Tony, a fourth-grader from San Diego, has been having nightmares about the undead ever since he and his parents moved into a spooky Scottish manor. His father, who is building a golf course for the local laird, has no time for the boy's foolishness, and his mother tries to explain away his alarmingly realistic visions. His classmates, including his lordship's bullying nephews, tease him about what is quickly becoming an obsession with the creatures of the night.

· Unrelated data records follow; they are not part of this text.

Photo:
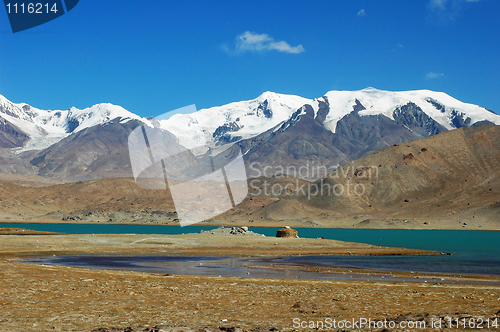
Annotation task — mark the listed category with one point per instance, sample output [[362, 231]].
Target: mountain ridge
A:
[[272, 129]]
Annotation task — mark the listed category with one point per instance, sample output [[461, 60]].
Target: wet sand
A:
[[59, 298]]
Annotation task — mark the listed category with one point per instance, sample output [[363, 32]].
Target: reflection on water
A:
[[259, 267]]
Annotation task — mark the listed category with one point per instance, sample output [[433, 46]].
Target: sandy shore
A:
[[58, 298]]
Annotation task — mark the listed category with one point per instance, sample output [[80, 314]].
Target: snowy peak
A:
[[423, 112], [234, 121], [46, 127], [444, 109]]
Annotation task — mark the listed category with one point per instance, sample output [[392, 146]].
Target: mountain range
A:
[[271, 130]]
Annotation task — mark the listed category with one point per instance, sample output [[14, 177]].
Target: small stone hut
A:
[[287, 232]]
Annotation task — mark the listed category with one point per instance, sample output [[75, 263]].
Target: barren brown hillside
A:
[[451, 180], [453, 176]]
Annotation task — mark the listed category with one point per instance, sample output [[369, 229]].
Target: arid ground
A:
[[58, 298]]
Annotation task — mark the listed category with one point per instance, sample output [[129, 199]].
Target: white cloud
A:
[[362, 12], [432, 75], [251, 41]]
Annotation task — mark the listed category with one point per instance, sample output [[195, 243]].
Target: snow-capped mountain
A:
[[45, 127], [445, 110], [273, 129], [234, 121], [246, 119]]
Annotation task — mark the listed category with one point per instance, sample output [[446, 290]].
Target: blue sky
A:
[[155, 56]]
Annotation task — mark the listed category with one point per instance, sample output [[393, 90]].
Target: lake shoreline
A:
[[60, 298]]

Then one evening Rudolph, in the guise of a large bat, flies into Tony's room, attempts to escape via the chimney and falls to the hearth in his true form. Rudolph is being chased by Rookery (Jim Carter), a ruthless vampire hunter who proves as dumb as the villainous bumblers in "Home Alone."
Weak from hunger, Rudolph needs sustenance if he's to make his escape. He's relying on Tony for dinner. But don't worry--although vampires are still into neck-rophilia, they no longer sup from human veins but rather siphon blood from cows. It sounds icky, but the vampires' eating habits make for a droll running gag about a herd of heifers that are turned into vampires.
Director Ulrich Edel ("Last Exit to Brooklyn," "Homicide: Life on the Street") is hardly the man you'd expect to find behind the camera for such gritless fare. But although his approach isn't exactly Disneyesque, it's unlikely to scare the training pants off wee moviegoers either. They might even appreciate the straightforwardness of the presentation.
The story, written by Larry Wilson ("The Addams Family") and Karey Kirkpatrick ("Chicken Run"), is a simple one that involves finding a magic amulet that will free Rudolph and his family (Richard E. Grant, Alice Krige and Anna Popplewell) from the ranks of the undead. Complications arise when the pesky Rookery tries to beat them to the amulet and thwart their metamorphosis.
Clearly, the stakes are high, and pointed, too. But fear not, fangs will be looking up in the end.
The Little Vampire (95 minutes, at area theaters) is rated PG for scenes that are sort of scary and one naughty word.